Color Blindness Color Blindness Makes Seeing Tricky
Color blindness may be more than a simple malady that results in mismatched clothes on random occasion. Some people with color blindness really don't realize their clothes may not match. The good news is color blindness does not prevent full color sight. People who are color blind do not walk around looking at the world in shades of black and gray. Rather, people who are color blind often have difficulty differentiating between similar shades of colors.

While having color blindness may make selecting the perfect pair of matching pants and shirt tricky, it is not typically a serious or life threatening condition. Most people who are color blind have difficulty differentiating between reds and greens. This may cause some problems when driving, but most people are able to drive without hazard simply by paying attention to the manner in which traffic lights work and other people's reactions. After all, the red light is almost always at the top.

Causes of Color Blindness
What causes color blindness? Color blindness results when the cones in your eyes don't work properly. The cones in the eye are tiny cells located along the retina. These cones are normally sensitive to a wide spectrum of colors including red, blue and greens. Cones can usually distinguish between these colors and various shades of them.

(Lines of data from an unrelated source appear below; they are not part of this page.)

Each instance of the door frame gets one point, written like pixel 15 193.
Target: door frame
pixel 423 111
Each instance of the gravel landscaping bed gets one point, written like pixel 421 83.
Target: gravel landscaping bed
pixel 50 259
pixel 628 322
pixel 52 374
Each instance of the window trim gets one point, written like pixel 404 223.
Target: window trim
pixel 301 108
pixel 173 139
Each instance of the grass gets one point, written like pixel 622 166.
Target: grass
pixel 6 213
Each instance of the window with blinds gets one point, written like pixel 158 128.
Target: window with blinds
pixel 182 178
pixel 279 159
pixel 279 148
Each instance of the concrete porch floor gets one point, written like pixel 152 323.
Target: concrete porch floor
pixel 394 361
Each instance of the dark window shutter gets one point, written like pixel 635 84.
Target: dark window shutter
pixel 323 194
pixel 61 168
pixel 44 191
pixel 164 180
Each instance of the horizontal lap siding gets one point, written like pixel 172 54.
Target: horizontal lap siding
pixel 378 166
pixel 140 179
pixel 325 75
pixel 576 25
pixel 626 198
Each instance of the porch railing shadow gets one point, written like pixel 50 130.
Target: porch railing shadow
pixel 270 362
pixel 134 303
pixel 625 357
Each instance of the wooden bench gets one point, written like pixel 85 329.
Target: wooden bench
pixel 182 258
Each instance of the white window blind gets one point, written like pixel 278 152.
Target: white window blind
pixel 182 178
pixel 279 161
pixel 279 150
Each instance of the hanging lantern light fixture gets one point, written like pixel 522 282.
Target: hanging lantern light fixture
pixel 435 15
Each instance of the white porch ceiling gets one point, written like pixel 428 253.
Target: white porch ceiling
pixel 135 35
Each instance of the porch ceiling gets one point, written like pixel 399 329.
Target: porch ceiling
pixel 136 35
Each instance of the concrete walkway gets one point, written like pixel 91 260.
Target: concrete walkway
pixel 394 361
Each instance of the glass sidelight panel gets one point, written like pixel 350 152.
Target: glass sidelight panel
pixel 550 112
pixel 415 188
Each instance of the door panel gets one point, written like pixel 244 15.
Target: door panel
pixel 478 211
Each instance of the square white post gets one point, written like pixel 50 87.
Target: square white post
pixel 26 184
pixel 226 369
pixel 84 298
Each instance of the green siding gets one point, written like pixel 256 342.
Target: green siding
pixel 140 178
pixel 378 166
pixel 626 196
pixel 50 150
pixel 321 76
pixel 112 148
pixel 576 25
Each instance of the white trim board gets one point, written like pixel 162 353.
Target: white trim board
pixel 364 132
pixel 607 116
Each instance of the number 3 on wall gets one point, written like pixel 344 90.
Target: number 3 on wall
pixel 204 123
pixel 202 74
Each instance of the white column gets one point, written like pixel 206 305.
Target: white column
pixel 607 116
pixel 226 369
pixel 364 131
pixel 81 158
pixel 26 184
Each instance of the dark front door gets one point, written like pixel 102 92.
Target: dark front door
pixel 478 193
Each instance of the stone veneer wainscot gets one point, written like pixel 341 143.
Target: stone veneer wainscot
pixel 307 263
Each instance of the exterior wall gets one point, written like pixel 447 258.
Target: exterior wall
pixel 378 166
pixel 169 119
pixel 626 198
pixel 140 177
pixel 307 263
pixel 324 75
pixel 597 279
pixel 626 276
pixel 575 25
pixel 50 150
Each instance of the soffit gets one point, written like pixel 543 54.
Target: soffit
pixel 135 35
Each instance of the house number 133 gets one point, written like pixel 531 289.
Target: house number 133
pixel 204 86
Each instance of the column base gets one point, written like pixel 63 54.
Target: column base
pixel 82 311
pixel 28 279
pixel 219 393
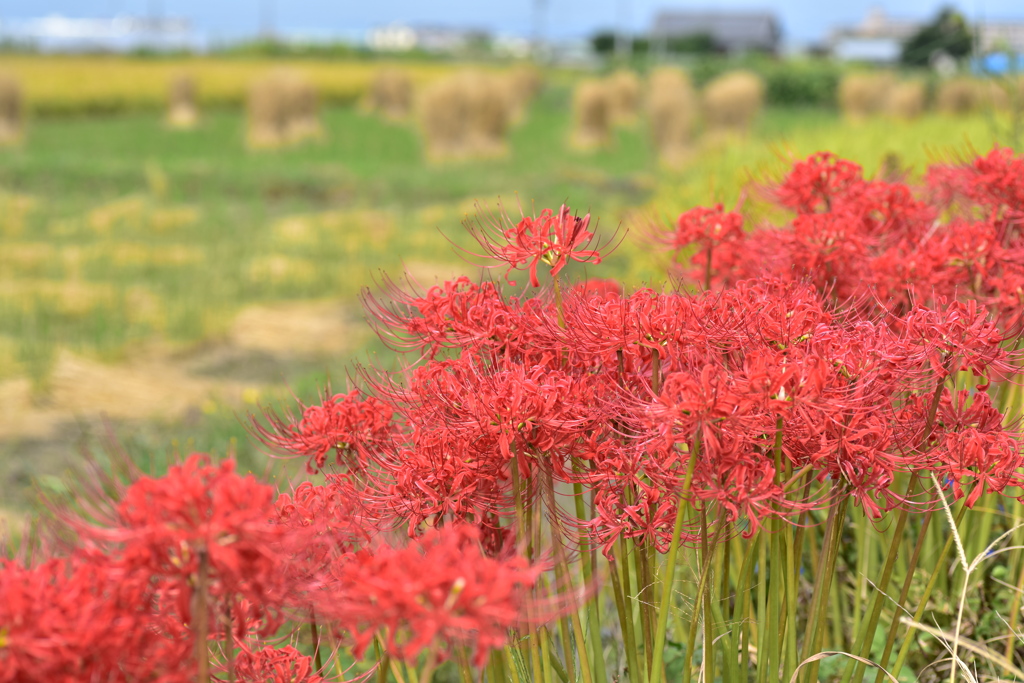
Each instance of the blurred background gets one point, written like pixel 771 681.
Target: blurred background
pixel 194 194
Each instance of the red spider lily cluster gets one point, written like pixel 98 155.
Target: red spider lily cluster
pixel 852 354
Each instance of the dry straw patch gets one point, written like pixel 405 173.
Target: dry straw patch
pixel 732 100
pixel 864 95
pixel 466 115
pixel 282 110
pixel 523 83
pixel 14 210
pixel 390 93
pixel 11 110
pixel 624 94
pixel 591 115
pixel 672 107
pixel 960 96
pixel 182 110
pixel 906 100
pixel 306 328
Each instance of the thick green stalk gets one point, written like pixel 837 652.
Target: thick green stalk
pixel 862 645
pixel 509 664
pixel 565 572
pixel 822 587
pixel 740 629
pixel 670 568
pixel 546 655
pixel 588 557
pixel 772 651
pixel 202 616
pixel 762 607
pixel 314 635
pixel 699 600
pixel 625 621
pixel 904 592
pixel 792 572
pixel 709 644
pixel 642 573
pixel 937 571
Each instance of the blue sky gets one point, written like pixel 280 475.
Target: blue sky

For someone to see correctly they must have cones that see each of the different colors correctly. In some cases the cones aren't able to process color correctly, hence the brain doesn't interpret color messages as well as it would if the cones were fully functioning. For patients who are color blind, certain shades of green may appear tan or gray.

Who's At Risk?
Color blindness is typically passed from generation to generations. Most of the time men are more susceptible to the color blindness gene than women. Most children are screened at a young age for color blindness. This consists of a simple test that includes reviewing multiple colored dots of similar colors. Patients who are color blind may not be able to see a certain picture or may have difficulty seeing the number or other figure within the dots of color.

Color blindness usually surfaces in one of every 12 boys. Color blindness may be complete, affecting the full spectrum of colors, or partial, so that only certain colors appear incorrectly. Complete color blindness is an exceedingly rare condition and may accompany other serious vision problems.

Signs and Symptoms
Patients with color blindness often have difficulty distinguishing between varying shades of greens and reds. Less commonly some patients will have trouble distinguishing certain shades of blues or greens. Objects may also appear in varying shades of gray in some patients with more complete forms of color blindness.

At this time there is no cure for color blindness. Fortunately most patients with this condition have only minor problems and can learn to associate certain colors and objects to help them detect colors like everyone else. This is why most patients who are color blind can continue driving.

The primary disadvantage of being color blind is patients may not be able to enjoy the full spectrum of the rainbow so to speak, when it comes to detecting color. And, they may occasionally arrive at work or play in mismatched tops and bottoms. If that happens, just laugh it off. Life is a good 'ol hurrah anyway! Color blindness is one of the less debilitating of vision problems, and many patients are happy to simply see!